In an existing graph, the easiest way to deal with disconnected nodes is to remove them from the graph entirely.

For some use-cases, this isn’t a problem. I do a lot of media analysis and I’m particularly interested in narratives. I’m often very happy with a smaller, more focussed network that only contains the most important messages.

For other use-cases, where it’s imperative that all entities are accounted for, orphan nodes may be more problematic. In such cases, we will first try and construct our graph in a way that minimises orphan nodes whilst maintaining coherence and performance.

Density and orphan nodes

The number of orphan nodes in a graph is a function of its density. A more tightly connected (high-edge count) graph will have fewer orphans than a dense one.

Orphan nodes as a function of graph density

Unfortunately, it’s rare that we can simply maximise connectivity.

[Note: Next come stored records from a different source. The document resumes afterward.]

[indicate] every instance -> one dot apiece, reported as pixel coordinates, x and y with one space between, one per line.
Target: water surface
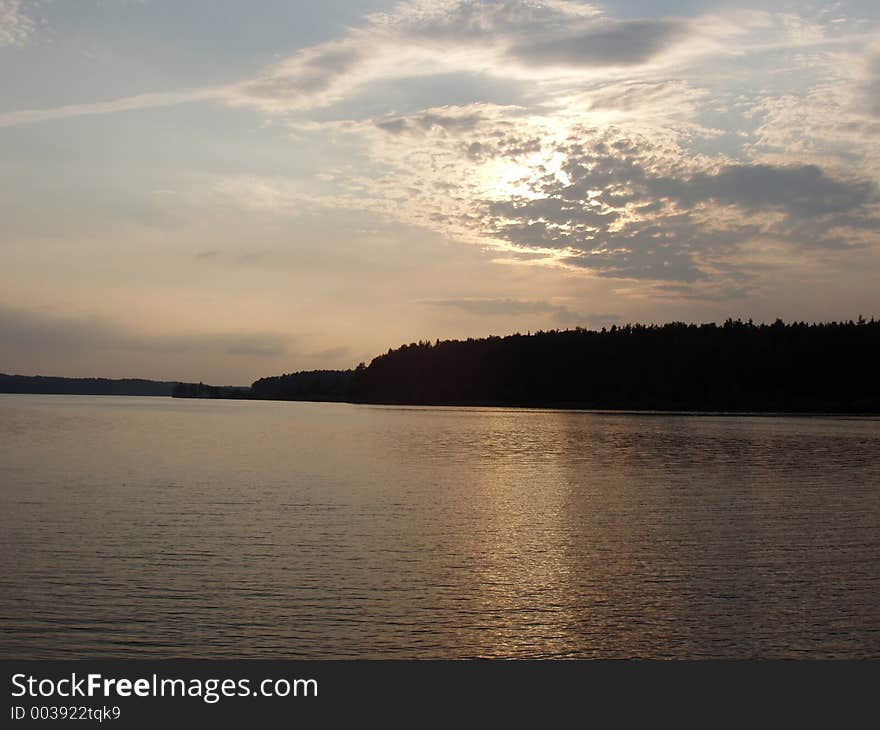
154 528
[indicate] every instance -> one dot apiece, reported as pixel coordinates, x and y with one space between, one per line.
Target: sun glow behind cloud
650 164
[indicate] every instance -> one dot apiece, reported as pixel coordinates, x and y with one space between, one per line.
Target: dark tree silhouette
737 366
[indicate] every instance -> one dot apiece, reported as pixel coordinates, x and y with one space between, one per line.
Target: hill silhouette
83 386
736 366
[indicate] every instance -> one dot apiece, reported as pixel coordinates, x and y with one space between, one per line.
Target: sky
217 190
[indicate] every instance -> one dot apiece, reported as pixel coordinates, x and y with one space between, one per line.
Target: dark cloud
797 190
520 308
626 209
624 43
332 354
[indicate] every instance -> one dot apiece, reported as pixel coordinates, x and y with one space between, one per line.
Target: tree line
735 366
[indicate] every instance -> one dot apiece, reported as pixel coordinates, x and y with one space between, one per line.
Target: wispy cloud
15 24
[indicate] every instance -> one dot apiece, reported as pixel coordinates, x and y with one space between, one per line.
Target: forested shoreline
736 366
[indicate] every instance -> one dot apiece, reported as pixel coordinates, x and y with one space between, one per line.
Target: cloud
129 103
15 25
487 307
612 43
59 336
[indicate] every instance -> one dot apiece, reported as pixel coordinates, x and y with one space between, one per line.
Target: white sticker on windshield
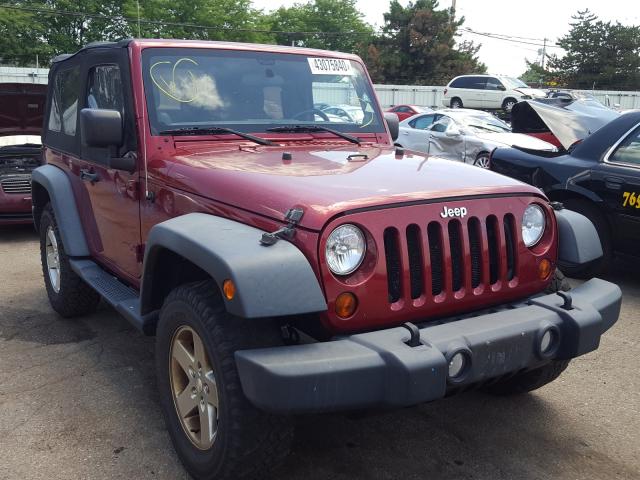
330 66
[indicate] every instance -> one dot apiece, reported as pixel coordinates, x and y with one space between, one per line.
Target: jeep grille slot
475 248
394 268
492 239
510 241
19 184
461 256
455 244
416 262
434 232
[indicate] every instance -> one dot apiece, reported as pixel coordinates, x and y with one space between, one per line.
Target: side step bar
121 297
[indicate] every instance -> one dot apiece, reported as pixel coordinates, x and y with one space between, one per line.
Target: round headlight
345 249
533 222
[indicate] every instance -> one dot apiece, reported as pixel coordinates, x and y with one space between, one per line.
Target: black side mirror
100 128
393 123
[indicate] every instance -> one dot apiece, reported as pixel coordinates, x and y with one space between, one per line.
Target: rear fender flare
58 187
270 281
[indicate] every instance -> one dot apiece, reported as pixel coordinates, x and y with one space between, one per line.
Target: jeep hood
324 181
21 108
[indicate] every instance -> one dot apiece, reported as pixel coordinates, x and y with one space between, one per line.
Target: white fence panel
23 75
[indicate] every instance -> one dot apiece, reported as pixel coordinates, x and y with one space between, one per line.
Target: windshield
255 91
484 123
511 82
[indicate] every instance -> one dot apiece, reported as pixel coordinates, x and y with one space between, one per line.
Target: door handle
614 183
86 174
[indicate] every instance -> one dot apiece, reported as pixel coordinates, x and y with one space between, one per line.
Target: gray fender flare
578 239
58 186
270 281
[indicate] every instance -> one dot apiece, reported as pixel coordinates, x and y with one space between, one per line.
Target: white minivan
487 92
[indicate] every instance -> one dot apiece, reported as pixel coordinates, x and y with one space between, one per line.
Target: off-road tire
599 266
75 297
249 443
538 377
456 103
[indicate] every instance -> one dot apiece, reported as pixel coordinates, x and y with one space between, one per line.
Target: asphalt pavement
78 401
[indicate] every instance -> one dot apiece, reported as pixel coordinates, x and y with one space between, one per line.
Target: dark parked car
599 177
21 107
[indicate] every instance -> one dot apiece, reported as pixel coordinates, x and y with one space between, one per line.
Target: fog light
544 269
547 342
346 304
457 364
229 289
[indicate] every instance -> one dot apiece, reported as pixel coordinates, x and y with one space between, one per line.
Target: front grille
19 184
452 254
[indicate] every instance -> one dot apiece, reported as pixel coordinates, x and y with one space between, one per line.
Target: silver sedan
463 135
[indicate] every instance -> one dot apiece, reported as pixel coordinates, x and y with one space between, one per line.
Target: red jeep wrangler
289 261
21 111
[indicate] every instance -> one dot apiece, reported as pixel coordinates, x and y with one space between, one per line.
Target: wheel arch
270 281
51 184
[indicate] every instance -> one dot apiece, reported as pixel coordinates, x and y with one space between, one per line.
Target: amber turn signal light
346 304
544 269
229 289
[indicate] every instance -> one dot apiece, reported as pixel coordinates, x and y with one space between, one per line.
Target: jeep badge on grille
453 212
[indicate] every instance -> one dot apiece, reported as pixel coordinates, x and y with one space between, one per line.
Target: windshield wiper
215 131
313 128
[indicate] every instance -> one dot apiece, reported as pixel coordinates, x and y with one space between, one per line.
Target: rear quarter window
63 115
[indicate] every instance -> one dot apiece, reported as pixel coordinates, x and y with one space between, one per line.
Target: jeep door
107 199
617 181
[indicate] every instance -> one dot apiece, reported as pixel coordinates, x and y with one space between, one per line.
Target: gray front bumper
378 369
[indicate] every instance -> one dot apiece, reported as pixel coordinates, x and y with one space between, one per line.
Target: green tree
338 23
418 46
599 54
535 74
21 38
232 20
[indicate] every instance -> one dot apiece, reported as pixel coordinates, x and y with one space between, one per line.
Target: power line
508 38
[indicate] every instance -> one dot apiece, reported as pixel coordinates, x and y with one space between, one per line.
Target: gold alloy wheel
194 389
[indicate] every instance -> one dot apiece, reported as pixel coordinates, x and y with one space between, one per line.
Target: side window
478 83
493 84
629 150
104 90
422 123
462 82
441 125
63 115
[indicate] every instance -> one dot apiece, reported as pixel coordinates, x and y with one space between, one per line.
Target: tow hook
414 340
568 301
293 217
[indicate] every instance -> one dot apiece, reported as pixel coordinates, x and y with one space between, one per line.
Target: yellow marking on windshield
171 89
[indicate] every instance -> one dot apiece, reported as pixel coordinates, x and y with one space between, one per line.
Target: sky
533 19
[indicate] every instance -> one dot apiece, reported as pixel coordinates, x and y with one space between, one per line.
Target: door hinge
140 252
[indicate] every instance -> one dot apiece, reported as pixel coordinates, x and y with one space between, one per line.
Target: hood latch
293 217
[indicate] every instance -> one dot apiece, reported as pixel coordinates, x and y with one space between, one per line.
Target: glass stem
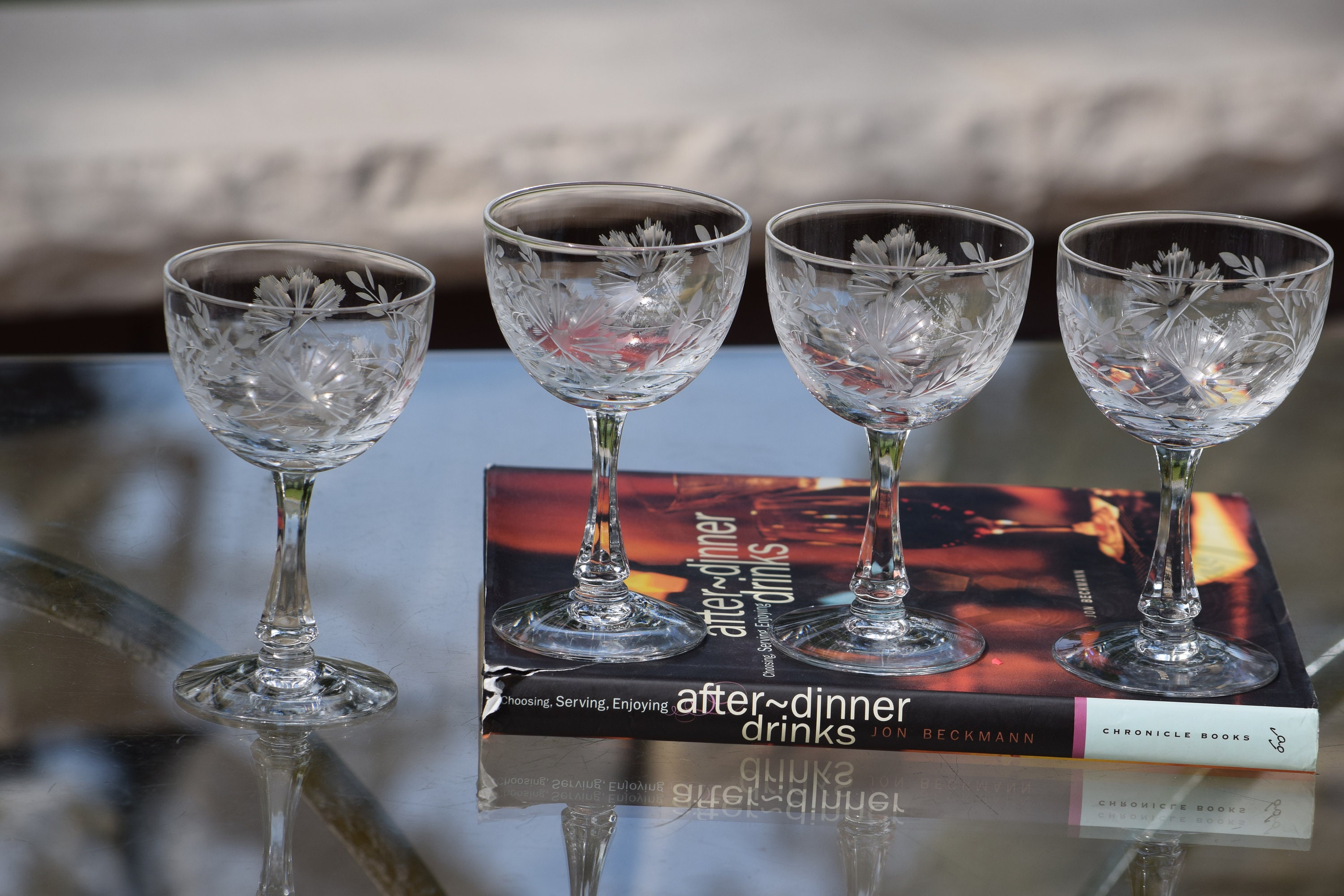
879 581
285 663
588 832
1156 866
601 567
281 762
865 840
1171 599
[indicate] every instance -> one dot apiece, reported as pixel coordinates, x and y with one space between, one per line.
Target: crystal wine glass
893 315
297 357
1186 330
613 297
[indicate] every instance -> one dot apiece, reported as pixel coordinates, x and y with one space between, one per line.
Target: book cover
1022 564
816 786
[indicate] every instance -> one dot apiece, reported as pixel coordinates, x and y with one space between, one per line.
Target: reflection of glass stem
588 831
879 581
287 664
281 762
1171 601
865 839
601 567
1156 864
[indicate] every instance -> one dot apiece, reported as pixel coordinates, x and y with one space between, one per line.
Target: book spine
585 704
1205 734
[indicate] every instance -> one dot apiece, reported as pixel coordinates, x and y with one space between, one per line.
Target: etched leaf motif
288 303
296 378
897 346
647 315
1191 358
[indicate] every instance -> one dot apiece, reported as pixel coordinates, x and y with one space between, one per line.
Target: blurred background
131 131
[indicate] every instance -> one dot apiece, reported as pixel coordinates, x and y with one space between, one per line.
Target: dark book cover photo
1022 564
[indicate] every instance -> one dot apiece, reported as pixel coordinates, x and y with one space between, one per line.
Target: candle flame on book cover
1023 564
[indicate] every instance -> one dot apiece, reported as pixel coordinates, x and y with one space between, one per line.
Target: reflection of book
1022 564
808 785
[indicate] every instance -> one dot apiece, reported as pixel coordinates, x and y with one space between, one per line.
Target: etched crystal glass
297 357
613 297
1186 330
893 315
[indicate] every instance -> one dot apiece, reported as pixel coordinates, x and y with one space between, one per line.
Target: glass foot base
225 691
1109 656
558 625
835 638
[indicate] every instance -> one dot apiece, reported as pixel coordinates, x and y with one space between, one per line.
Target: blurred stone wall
131 131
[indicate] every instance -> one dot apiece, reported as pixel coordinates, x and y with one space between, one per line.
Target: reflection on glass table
1160 809
108 788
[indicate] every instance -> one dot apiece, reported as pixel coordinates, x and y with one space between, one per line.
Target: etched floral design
285 304
1183 354
299 374
636 330
897 346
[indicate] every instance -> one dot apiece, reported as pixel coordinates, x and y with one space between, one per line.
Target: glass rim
234 303
539 242
1170 214
839 263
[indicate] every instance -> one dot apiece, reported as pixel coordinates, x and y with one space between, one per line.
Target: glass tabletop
135 544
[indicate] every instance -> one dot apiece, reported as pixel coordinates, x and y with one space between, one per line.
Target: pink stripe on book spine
1080 727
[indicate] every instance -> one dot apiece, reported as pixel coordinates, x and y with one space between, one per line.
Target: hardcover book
1022 564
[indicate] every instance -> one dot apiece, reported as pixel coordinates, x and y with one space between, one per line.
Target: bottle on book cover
1023 564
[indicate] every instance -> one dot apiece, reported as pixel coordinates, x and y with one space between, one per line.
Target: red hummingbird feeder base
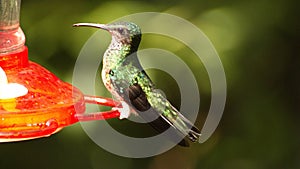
49 105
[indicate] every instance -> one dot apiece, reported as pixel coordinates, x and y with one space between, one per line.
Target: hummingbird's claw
124 110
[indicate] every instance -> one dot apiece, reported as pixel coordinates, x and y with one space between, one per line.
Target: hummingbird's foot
124 110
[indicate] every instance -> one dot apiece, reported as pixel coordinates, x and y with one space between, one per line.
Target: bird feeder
33 101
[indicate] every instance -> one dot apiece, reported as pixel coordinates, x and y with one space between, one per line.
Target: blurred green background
258 43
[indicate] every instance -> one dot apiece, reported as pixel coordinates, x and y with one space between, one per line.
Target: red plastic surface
49 105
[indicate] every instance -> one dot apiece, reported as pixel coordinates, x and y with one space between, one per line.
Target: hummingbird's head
122 32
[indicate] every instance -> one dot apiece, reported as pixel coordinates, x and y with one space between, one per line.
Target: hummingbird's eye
120 30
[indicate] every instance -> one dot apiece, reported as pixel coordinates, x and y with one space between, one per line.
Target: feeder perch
33 101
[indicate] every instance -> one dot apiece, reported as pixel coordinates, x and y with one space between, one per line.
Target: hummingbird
124 77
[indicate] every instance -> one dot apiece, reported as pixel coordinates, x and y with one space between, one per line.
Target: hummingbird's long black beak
94 25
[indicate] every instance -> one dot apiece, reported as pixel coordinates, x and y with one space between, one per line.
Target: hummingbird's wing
135 87
180 126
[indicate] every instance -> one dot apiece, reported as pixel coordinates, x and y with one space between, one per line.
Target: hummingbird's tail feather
193 132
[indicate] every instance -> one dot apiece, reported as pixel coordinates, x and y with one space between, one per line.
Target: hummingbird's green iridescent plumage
124 77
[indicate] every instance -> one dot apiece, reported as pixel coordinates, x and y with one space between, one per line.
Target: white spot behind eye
10 90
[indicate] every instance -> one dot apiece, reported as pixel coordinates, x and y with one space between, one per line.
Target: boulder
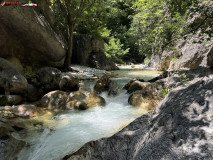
100 61
10 100
165 60
9 146
12 81
54 100
88 51
180 128
5 64
69 83
137 85
210 57
33 93
31 34
16 62
103 84
192 56
164 74
49 78
28 111
83 100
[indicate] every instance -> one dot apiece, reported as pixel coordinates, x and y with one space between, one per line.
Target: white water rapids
75 128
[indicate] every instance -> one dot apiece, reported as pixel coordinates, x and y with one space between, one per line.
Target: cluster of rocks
48 88
179 128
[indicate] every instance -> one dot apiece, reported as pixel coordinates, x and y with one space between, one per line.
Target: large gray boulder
49 77
193 55
9 146
12 81
180 128
29 34
10 100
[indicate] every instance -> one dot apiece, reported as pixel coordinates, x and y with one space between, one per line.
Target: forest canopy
135 29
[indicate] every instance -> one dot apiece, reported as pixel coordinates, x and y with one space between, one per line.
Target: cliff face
187 54
194 49
27 33
179 128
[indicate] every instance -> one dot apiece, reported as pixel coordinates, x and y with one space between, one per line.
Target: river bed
75 128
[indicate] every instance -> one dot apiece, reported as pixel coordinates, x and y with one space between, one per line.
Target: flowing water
75 128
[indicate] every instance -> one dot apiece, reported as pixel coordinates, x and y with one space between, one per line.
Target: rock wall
187 54
180 128
194 49
28 34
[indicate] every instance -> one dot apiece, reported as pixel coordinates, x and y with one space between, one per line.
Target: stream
75 128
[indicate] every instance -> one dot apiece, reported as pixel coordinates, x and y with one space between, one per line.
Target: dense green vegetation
134 29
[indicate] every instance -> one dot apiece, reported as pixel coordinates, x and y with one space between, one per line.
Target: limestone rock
12 81
10 100
83 100
69 83
54 100
28 111
9 146
30 34
33 94
137 85
103 84
180 128
49 77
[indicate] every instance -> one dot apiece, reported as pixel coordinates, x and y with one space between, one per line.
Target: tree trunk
68 57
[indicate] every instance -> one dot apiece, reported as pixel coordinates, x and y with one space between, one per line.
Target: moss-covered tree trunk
68 57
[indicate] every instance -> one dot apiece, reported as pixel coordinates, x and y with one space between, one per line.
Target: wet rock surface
69 83
10 100
54 100
12 81
179 128
83 100
103 84
9 146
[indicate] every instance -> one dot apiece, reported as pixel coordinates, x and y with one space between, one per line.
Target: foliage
114 50
158 23
185 79
137 28
165 91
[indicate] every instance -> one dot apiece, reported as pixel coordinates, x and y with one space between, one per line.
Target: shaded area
180 129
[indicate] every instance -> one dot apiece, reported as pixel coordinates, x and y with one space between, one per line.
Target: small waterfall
79 128
75 128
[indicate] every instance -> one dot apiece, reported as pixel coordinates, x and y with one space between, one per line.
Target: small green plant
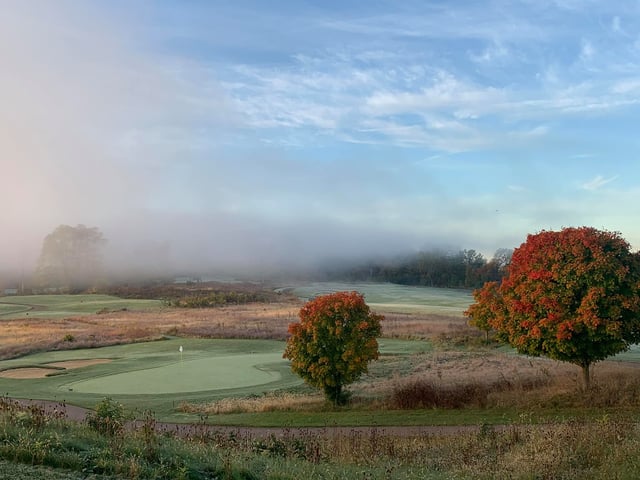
108 418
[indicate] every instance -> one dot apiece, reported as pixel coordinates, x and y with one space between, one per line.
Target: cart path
79 414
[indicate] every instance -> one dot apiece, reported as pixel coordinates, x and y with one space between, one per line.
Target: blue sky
251 132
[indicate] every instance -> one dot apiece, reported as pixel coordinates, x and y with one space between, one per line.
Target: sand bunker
36 372
31 372
80 363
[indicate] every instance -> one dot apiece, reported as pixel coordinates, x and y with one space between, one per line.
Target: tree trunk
586 377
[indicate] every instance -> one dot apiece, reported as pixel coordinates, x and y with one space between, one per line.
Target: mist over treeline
437 267
73 259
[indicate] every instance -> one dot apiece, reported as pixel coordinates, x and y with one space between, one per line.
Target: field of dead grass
255 321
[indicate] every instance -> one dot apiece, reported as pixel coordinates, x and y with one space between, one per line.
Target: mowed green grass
388 297
59 306
154 375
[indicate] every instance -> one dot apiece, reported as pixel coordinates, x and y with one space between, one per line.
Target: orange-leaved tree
333 342
571 295
488 305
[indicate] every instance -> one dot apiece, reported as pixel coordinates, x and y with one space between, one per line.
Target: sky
210 134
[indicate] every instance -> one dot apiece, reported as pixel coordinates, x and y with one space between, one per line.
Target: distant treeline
219 299
435 268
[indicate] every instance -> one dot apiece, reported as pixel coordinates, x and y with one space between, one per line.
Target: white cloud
598 182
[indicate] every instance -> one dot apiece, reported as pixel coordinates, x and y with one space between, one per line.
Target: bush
109 417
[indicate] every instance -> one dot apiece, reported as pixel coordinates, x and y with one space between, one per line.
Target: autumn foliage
333 342
571 295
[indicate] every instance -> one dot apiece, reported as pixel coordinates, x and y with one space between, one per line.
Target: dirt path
79 414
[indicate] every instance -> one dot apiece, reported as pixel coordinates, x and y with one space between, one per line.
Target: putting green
157 376
212 373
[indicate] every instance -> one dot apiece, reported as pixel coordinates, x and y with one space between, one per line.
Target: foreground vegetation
507 416
605 448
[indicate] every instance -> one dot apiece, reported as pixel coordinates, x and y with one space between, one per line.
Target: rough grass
603 449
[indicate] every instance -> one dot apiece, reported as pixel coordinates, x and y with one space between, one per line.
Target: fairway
59 306
209 373
157 376
389 297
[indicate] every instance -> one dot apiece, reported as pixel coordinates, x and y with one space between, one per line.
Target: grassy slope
59 306
397 298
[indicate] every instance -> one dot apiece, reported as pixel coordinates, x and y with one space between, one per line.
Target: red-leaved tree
571 295
333 342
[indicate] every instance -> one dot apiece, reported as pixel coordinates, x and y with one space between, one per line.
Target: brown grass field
268 321
460 372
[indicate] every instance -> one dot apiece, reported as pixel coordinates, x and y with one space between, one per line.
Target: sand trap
35 372
31 372
80 363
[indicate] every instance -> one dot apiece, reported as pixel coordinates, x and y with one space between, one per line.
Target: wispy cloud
598 182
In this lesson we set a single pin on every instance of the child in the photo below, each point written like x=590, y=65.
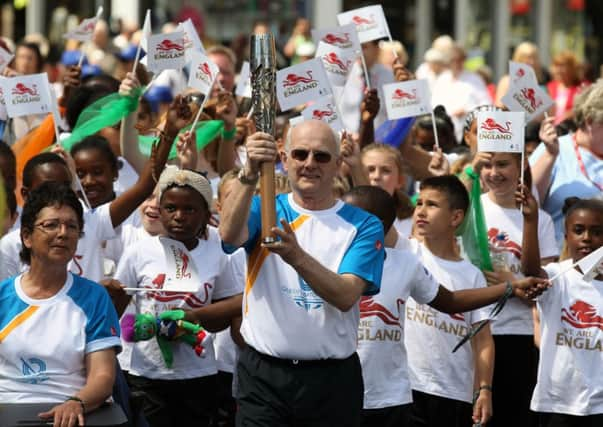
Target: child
x=383, y=166
x=569, y=388
x=381, y=348
x=442, y=382
x=185, y=393
x=100, y=223
x=513, y=328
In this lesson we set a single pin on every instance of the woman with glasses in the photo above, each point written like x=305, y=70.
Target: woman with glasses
x=59, y=332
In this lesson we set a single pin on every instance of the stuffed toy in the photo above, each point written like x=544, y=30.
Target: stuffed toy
x=168, y=326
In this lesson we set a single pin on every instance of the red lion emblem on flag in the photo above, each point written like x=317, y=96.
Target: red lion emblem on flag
x=335, y=39
x=400, y=94
x=21, y=89
x=530, y=94
x=491, y=124
x=582, y=315
x=204, y=68
x=368, y=308
x=332, y=58
x=167, y=44
x=359, y=20
x=293, y=79
x=320, y=114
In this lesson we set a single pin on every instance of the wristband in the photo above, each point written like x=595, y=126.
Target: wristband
x=77, y=399
x=470, y=172
x=229, y=134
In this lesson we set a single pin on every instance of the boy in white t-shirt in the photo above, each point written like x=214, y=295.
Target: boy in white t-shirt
x=569, y=388
x=198, y=274
x=445, y=384
x=387, y=394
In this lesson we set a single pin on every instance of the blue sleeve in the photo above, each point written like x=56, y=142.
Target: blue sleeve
x=102, y=327
x=254, y=228
x=364, y=258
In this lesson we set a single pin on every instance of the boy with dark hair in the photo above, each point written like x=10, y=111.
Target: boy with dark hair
x=387, y=391
x=445, y=384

Graphs with millions of edges are constrained by memory problems, and in the context of a similarity network will also contain spurious connections at lower similarities.

Controlling density

Semnet exposes two parameters which provide us with the ability to influence the density of the final graph: thresh and top_k.

thresh

thresh is the similarity threshold at which two nodes are considered to have an edge. Any pairs with a similarity lower than thresh are discarded.

Similarity relationships at different thresholds

thresh is the most important parameter in determining graph density, particularly at larger scales.

Lower values will result in large numbers of increasingly tenuous connections (false positives), higher values will result in more false negatives and orphan nodes.

In practice, I’ve found values between 0.1 and 0.4 to work well for most use cases, depending on the corpus.

top_k

Passed to the AnnoyIndex, top_k limits the number of results returned during search, and thus the number of out-bound edges a single node may possess.

top_k limits the maximum number of connections a graph can have.

Similarity relationships at different top_k

Higher values of top_k quickly result in heavily connected networks, but are strongly limited by thresh.

Setting values

The number of orphan nodes in a graph at a constant top_k approximates a sigmoid function of thresh.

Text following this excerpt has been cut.